İnadına Çan-Etili, İnadına miting
“Altın’cı filo” boş durmuyor; halkın tepkisi arttıkça, duyarlılığı geliştikçe özellik ile bu tepkilerin fiili olarak protestoya dönüştüğü süreçlerde türlü türlü yöntemlere başvuruyor. Düzenlenen 3 Haziran Çan Etili mitingi tüm saldırılara rağmen halkın nezdinde her geçen gün daha bir önem ve anlam kazanıyor.
Şimdilerde yoğun bir şekilde mücadele eden halkın bu duyarlığını kırmak için ”atı alan Üsküdar’ı geçti” referansı ile; “artık mücadele etmeyin”, “miting yapmayın”,”altıncılar işi bitirdi” gibi saçmalıklar pompalanmakta... Böylesi saçmaladıklara farkında olmadan destek veren görüşlerin sahipleri yazdıklarımı iyi okusunlar…
Yaşam alanlarımıza sahip çıkmak bir insanlık görevidir.
Bu anlamda bir onur mücadelesidir.
Hele bir avuç, kökü dışarıda emperyalist tekellerin patronlarının çıkarı için toprağımız, suyumuz katlediliyorsa; bu yıkıma dur demek bir vatan savunmasıdır.
Altıncı şirketlere karşı olmak tamda böyle bir şeydir.
Bu süreç uzun, zor, engeller ile dolu sarp bir yoldur.
Hangi aşamasında olursa olsun vatanına sahip çıkan, toprağına sahip çıkan herkes bu yıkıma karşı durmalıdır.

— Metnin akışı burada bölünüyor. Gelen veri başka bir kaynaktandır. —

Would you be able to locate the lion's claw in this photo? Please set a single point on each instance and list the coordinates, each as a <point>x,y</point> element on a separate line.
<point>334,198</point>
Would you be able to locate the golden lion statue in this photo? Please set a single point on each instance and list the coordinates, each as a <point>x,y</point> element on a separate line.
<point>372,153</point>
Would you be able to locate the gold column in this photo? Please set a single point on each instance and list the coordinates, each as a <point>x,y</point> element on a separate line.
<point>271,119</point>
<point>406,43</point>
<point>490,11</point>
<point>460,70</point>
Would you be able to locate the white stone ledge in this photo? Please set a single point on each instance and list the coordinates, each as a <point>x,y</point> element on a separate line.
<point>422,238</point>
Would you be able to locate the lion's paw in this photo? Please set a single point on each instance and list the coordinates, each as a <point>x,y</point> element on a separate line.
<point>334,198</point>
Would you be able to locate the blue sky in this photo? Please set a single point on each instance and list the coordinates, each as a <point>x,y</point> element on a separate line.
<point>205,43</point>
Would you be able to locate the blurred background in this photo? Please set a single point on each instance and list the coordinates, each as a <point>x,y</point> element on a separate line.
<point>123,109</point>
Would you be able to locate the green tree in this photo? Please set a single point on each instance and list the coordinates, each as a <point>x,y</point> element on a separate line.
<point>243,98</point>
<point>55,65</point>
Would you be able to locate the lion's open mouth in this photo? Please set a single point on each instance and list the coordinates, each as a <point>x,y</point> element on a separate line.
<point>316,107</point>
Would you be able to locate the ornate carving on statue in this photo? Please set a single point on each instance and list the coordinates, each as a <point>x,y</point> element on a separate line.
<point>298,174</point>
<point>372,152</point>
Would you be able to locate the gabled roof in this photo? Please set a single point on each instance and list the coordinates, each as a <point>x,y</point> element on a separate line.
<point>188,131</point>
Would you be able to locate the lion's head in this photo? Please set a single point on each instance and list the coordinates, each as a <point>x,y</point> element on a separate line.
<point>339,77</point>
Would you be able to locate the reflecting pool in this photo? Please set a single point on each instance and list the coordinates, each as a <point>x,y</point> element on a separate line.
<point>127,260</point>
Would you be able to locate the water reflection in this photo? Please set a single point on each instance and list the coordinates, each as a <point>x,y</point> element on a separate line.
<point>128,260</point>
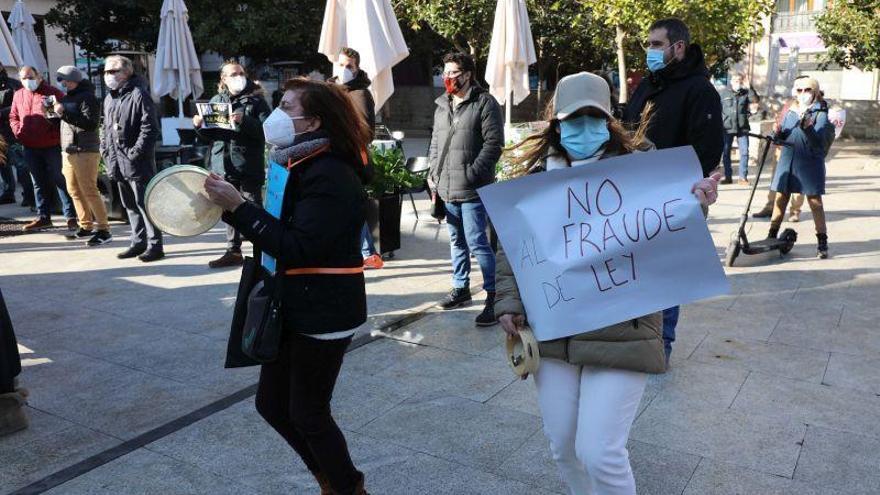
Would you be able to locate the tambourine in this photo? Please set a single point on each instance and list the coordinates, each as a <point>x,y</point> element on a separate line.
<point>522,352</point>
<point>177,204</point>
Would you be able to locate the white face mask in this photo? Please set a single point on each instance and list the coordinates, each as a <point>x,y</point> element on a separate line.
<point>236,84</point>
<point>805,99</point>
<point>279,130</point>
<point>343,74</point>
<point>112,82</point>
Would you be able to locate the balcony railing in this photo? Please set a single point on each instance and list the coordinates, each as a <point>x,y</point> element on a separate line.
<point>786,22</point>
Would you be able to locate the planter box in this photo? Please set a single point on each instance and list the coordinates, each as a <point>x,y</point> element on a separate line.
<point>383,218</point>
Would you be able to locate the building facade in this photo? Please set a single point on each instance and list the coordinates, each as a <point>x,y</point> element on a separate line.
<point>57,52</point>
<point>792,47</point>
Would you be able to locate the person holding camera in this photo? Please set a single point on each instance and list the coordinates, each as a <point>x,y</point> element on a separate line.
<point>36,126</point>
<point>80,113</point>
<point>237,154</point>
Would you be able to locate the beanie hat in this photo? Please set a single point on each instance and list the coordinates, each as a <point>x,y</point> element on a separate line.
<point>69,73</point>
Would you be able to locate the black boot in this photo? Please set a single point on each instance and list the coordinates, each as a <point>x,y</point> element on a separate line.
<point>487,317</point>
<point>822,246</point>
<point>456,298</point>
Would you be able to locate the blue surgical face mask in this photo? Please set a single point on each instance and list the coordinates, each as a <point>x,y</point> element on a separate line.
<point>583,137</point>
<point>655,59</point>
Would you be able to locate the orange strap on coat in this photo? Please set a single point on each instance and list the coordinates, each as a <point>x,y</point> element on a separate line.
<point>322,149</point>
<point>324,271</point>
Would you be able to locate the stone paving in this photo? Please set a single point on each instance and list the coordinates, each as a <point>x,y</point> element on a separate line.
<point>774,388</point>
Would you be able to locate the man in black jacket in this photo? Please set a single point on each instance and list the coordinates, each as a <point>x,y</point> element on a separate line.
<point>347,71</point>
<point>465,145</point>
<point>15,163</point>
<point>80,114</point>
<point>735,103</point>
<point>681,106</point>
<point>128,147</point>
<point>237,154</point>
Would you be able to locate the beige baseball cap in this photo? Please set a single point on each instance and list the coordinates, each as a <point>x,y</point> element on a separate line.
<point>581,90</point>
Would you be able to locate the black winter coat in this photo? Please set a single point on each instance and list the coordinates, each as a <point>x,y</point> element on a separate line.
<point>130,132</point>
<point>474,148</point>
<point>10,361</point>
<point>79,122</point>
<point>8,87</point>
<point>239,155</point>
<point>687,108</point>
<point>735,110</point>
<point>320,227</point>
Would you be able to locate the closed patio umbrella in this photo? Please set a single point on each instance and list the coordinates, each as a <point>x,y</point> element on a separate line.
<point>9,55</point>
<point>177,72</point>
<point>22,24</point>
<point>371,28</point>
<point>511,52</point>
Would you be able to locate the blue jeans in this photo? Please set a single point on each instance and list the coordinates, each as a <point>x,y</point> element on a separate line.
<point>15,165</point>
<point>670,321</point>
<point>45,167</point>
<point>743,143</point>
<point>467,224</point>
<point>368,248</point>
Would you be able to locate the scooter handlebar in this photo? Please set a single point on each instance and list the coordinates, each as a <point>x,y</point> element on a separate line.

Bu sürecin herhangi bir aşamasında, geliştirilen mücadele için; ”gereksiz, yapmayın, faydasız” gibi değerlendirmeler Truva atı rolü üstenen kişilerin anlayışıdır.

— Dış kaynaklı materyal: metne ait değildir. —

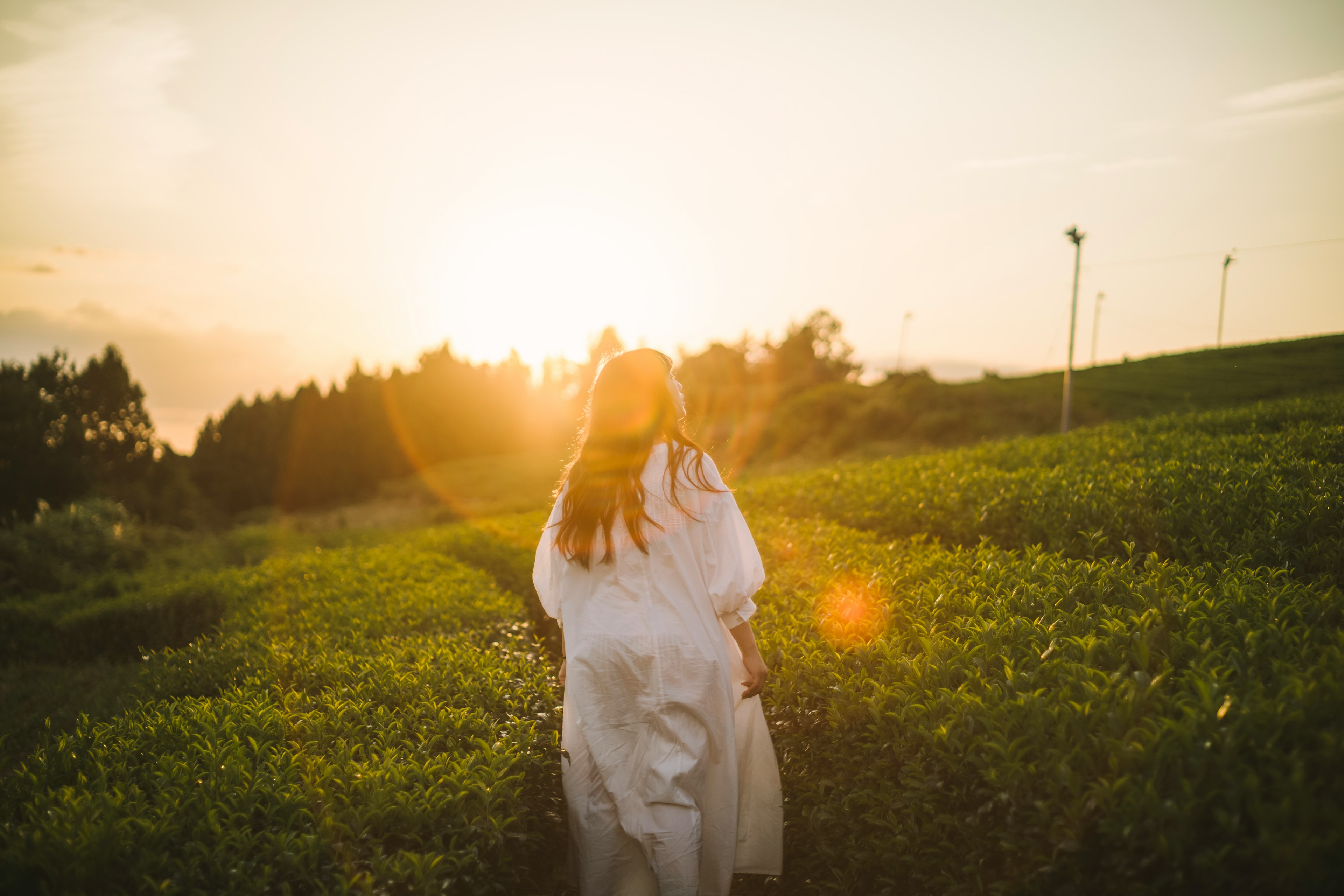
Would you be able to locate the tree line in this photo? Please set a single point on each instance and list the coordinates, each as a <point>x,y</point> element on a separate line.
<point>72,433</point>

Yasa koyucuların kendilerine sundukları imkânlar ile önemli mesafeler kat eden bu emperyalist şirketlere karşı her aşamada mücadele edilmelidir.
Yapılan her türlü mücadelenin yaşam adına bir kazanımı olacaktır.
Bu mücadeleyi gözden düşürmek için başvurulan psikolojik yöntemlerden biri de ‘siz mücadele etseniz de, hiçbir şey olmaz onlar yapacaklarını yaparlar’ şeklindeki propagandadır.
Gerçek öyle değildir.
Bu bir insanlık onuru mücadelesidir.
Onurlu insanlar, hiçbir koşulda vatanlarına topraklarına yapılan, gerçekte ülkelerinin bağımsızlığına karşı olan böylesi saldırılar karşısında hiçbir şekilde ‘susmak’ gibi bir tavır alamazlar.
Tavırsız kalmanın ve suskunluğun teorisini yapamazlar.
Bu gerçeği ve ruh halini anlamak için;’Atatürk’ün Bursa Nutku’ bir daha okunmalıdır.
Yaşamına sahip çıkan, bu konuda mücadele eden her türlü çalışmanın bu mücadeleye katkısı vardır.
Bizlere düşen görev bu mücadelenin başarıya ulaşmasına katkı sunmaktır.
Yoksa “olmaz, zamanı değildir, geçerliliği yoktur, vb “nedenler ile engel çıkarmak ya da umutsuzluk yaymak değil.
Yaşam değerlerimize sahip çıkmanın onurunu hep birlikte yaşayacağız.
Verdiğimiz her türlü mücadelenin bu sürece katkısı vardır.
Onu değersizleştirmeye çalışan anlayışları ve bunları savunan kişilerin, yaydıkları umutsuzlukları etkisizleştirmek; ‘birleşerek mücadele ederek kazanacağımız’ gerçeğini unutmadan “Altın’cı filo’yu” Kazdağları’ndan kovmak; elmamıza, kirazımıza, suyumuza sahip çıkmak için Çan Etili’deki miting de bir kez daha taleplerimizi haykıralım.
Haykıralım ki; Toronto Borsası`ndaki hisse senetleri ile milyon dolarlar kazanacakların çanlarına ot tıkayalım.
Elmamıza, kirazımıza, dağlarımıza, ormanlarımıza, suyumuza sahip çıkalım.
Bundan daha onurlu bir şey olabilir mi?
Şunu da unutmayalım ki; Kazdağları’ndaki bu saldırı, sistemin topyekun demokrasi ,özgürlükler,ve temel haklar konusundaki saldırılarının bir parçasıdır.
Kazdağları’ndaki bu haklı mücadeleyi bir şekilde susturmaya çalışanlar biat kültürüne bizlere layık görenlerdir.